THE Liberal Party of Canada took a gamble on April 14th and selected Justin Trudeau, the 41-year-old son of a former prime minister, as its leader. Mr Trudeau was the runaway favourite in a field of six candidates, taking almost 25,000 of the 30,800 points available in a vote by preferential ballot. Judging from the repeated rounds of applause during Mr Trudeau’s acceptance speech, the boisterous Liberals gathered in the ballroom of an Ottawa hotel were certain they had made the right choice.

The Liberals ruled Canada for much of the 20th century but have been in the political wilderness since losing power to Stephen Harper’s Conservatives in 2006. They currently hold third-party status. Mr Trudeau’s job is to return the Liberals to the power that they enjoyed under his father, Pierre Trudeau, who was prime minister for most of a 16-year stretch from 1968 to 1984. Trudeau père was a charismatic figure who drew comparisons to John F. Kennedy. His son has inherited the famous name and handsome face. Will he have the same success?

Mr Trudeau’s current popularity must be weighed against his relative lack of political experience and the absence of a detailed policy platform. He worked as a secondary-school teacher in Vancouver until 2008, when he won a difficult seat in Montreal. He has used only broad strokes to outline his policies so far, preferring to wait until closer the next general election, expected in 2015, to fill in the details.

Neither of these shortcomings need prove fatal. His famous father had been in the House of Commons for only three years, albeit as a minister, when he became party leader 45 years ago. Trudeau Jr.’s avoidance of detailed policy commitments has the advantage of giving the Conservatives less material to feed into their attack ads, which they used to devastating effect against the previous two Liberal leaders.
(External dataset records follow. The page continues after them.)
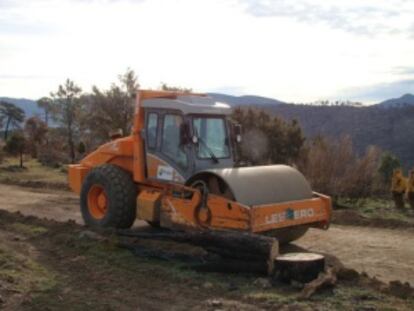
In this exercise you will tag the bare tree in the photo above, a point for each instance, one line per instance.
(67, 100)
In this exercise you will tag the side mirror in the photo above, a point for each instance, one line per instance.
(238, 132)
(184, 134)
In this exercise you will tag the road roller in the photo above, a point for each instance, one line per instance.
(178, 169)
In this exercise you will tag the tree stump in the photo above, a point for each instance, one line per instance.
(299, 267)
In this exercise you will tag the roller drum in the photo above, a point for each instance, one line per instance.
(259, 185)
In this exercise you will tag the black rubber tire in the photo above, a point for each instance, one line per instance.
(154, 224)
(121, 192)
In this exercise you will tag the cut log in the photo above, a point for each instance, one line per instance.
(325, 279)
(238, 246)
(300, 267)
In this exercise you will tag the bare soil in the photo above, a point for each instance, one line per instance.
(53, 265)
(387, 254)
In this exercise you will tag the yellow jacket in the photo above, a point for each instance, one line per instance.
(399, 183)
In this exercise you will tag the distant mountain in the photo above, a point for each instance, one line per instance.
(407, 99)
(246, 100)
(367, 125)
(28, 105)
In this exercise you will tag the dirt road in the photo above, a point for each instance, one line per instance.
(387, 254)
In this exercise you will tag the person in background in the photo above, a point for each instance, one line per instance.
(398, 188)
(410, 189)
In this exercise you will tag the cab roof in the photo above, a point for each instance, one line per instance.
(189, 104)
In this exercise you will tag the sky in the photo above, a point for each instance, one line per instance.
(295, 51)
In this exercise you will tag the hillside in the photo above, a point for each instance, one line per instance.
(28, 105)
(388, 128)
(387, 124)
(407, 99)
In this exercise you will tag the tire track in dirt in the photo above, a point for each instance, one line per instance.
(387, 254)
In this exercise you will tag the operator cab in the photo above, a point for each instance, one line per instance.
(187, 134)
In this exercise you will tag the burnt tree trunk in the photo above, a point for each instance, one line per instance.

Mr Trudeau’s views on how to deal with those anticipated attacks represent a departure from politics as usual. Canadians, he said in his acceptance speech, are tired of negative, divisive politics and want the Liberals to rediscover the “sunny ways” of Wilfrid Laurier, a former Liberal prime minister who favoured persuasion over confrontation. This has got some party insiders worrying about the consequences. One of them asks:  “When the Conservatives unleash the dogs of war, are they going to tear him apart?”

Despite those misgivings, the Liberals have little to lose and much to gain by gambling on Mr Trudeau. The party’s fortunes have steadily declined under the previous three leaders. The Liberals slipped from majority to minority government and then defeat under Paul Martin in 2006. Two years later under Stéphane Dion they had their worst showing since Canada became a country. In 2011, under Michael Ignatieff, they slipped to an ignominious third place in the House of Commons.  In an indication of how much that final humiliation still stings, the words “Michael Ignatieff” did not pass anyone’s lips at Sunday’s party convention, which he did not attend (though he did feature briefly in a video of past leaders).

The latest poll, done before the leadership was decided, had the Liberals leading the Conservatives, with the New Democrats in third place. This could be the usual bump in public esteem parties get during a leadership contest. The Liberals experienced something similar after first Mr Dion and then Mr Ignatieff won the top job. Or it could signal something more permanent.

Mr Harper and his Conservatives are now in their seventh year in office and are accumulating the baggage of a government showing its age. Two ministers have stepped down this year following lobbying and campaign-spending scandals. The economy, which the public sees as the Conservatives’ strong point, is barely growing. The March jobs-report was a disaster, with employment declining by 55,000 and the unemployment rate climbing 0.2 percentage points to 7.2%. The Conservatives’ single-minded focus on eliminating the budget deficit by 2015 has left them open to the charge that they are bereft of new ideas and have run out of puff. Disenchantment with the government is growing.

Still, it is not just the Conservatives that Mr Trudeau and the Liberals are up against. The New Democrats, under Thomas Mulcair, are the official opposition and are trying hard to present themselves as a government-in-waiting. At their policy convention in Montreal, which ended on the same day that Mr Trudeau won the Liberal leadership, they agreed to take references to socialism out of the party constitution, one of a number of moves to position the party as more moderate.

That’s a start. But Mr Mulcair seems to inspire voters less than either Mr Trudeau or Mr Harper. Pollsters say that voters see him as competent but grumpy. The party is said to be working on giving him a softer image. But no amount of soft soaping by party officials can change the fact that both he and Mr Harper look old and staid compared with the youthful Mr Trudeau. That is just what the Liberals are counting on.